Rainer Becker, Vorstandsvorsitzender der ständigen Kindervertreter sieht Gerigs Äußerungen kritisch: „Das ist viel zu kurz und zu wenig in Zusammenhängen gedacht“, kritisiert er. „Gerig argumentiert mit einer Zielgruppe, die über das Einkommen, die Bildung und das Bewusstsein verfügt, um mehr für ihre Gesundheit und die ihrer Kinder tun zu können. Er lässt jedoch die nicht geringe Anzahl von Menschen in Deutschland außer Acht, die aufgrund ihres geringen Einkommens gezwungen sind, möglichst preiswert einzukaufen, die oftmals so viel arbeiten müssen, dass kaum Zeit bleibt, sich genügend sportlich zu betätigen und die mitunter über einen niedrigeren Bildungsgrad verfügen, sodass sie die Nährwertangaben auf den Lebensmitteln nicht ohne Hilfe verstehen können“, so Becker. Darüber hinaus müssen mitunter auch „mündige Verbraucher“ nach einem stressigen Arbeitstag schnell die Einkäufe für die Familie tätigen. Bei aller Mündigkeit wären auch sie sicherlich für eine kurze und übersichtliche Hilfe beim Erkennen der Nährwerte der für sie in Betracht kommenden Lebensmittel dankbar.

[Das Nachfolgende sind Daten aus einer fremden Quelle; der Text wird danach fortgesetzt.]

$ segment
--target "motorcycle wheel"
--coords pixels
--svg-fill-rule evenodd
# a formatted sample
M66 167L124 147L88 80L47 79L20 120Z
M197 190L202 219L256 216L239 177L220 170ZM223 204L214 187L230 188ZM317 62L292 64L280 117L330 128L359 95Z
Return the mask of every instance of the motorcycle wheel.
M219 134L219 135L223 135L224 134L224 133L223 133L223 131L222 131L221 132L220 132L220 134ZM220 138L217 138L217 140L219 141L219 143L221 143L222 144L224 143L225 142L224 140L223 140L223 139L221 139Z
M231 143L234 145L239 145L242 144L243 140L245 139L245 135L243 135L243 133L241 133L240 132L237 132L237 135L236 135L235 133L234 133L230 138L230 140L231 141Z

Die Deutsche Kinderhilfe – Die ständige Kindervertretung e. V. bekräftigt daher ihre Forderung nach einer Ampelkennzeichnung in Form des Nutri-Scores – auch und insbesondere zum Wohl unserer Kinder. Über 35 wissenschaftliche Studien konnten bereits die Wirksamkeit dieser Nährwertkennzeichnung beweisen. In einer Forsa-Umfrage vom 14. August 2019 sprachen sich Verbraucherinnen und Verbrauchern mehrheitlich für den Nutri-Score aus, insbesondere die mit geringer Bildung und starkem Übergewicht.
Die ständige Kindervertretung ist zudem der Ansicht, dass die Ampelkennzeichnung nicht – wie Gerig meint – darauf abzielt, eine Einteilung in Gut und Böse vorzunehmen. Vielmehr würde damit mehr Transparenz bei den Nährwerten in verarbeiteten Lebensmitteln geschaffen, das Bewusstsein über das Einkaufsverhalten geschärft und auf einem Blick schnell deutlich, ob ein Nahrungsmittel das ernährungsphysiologisch günstigere Produkt ist als das andere. Außerdem könnte damit der Wettbewerb bei der Reformulierung gesunder Lebensmittel durch die Lebensmittelwirtschaft forciert werden.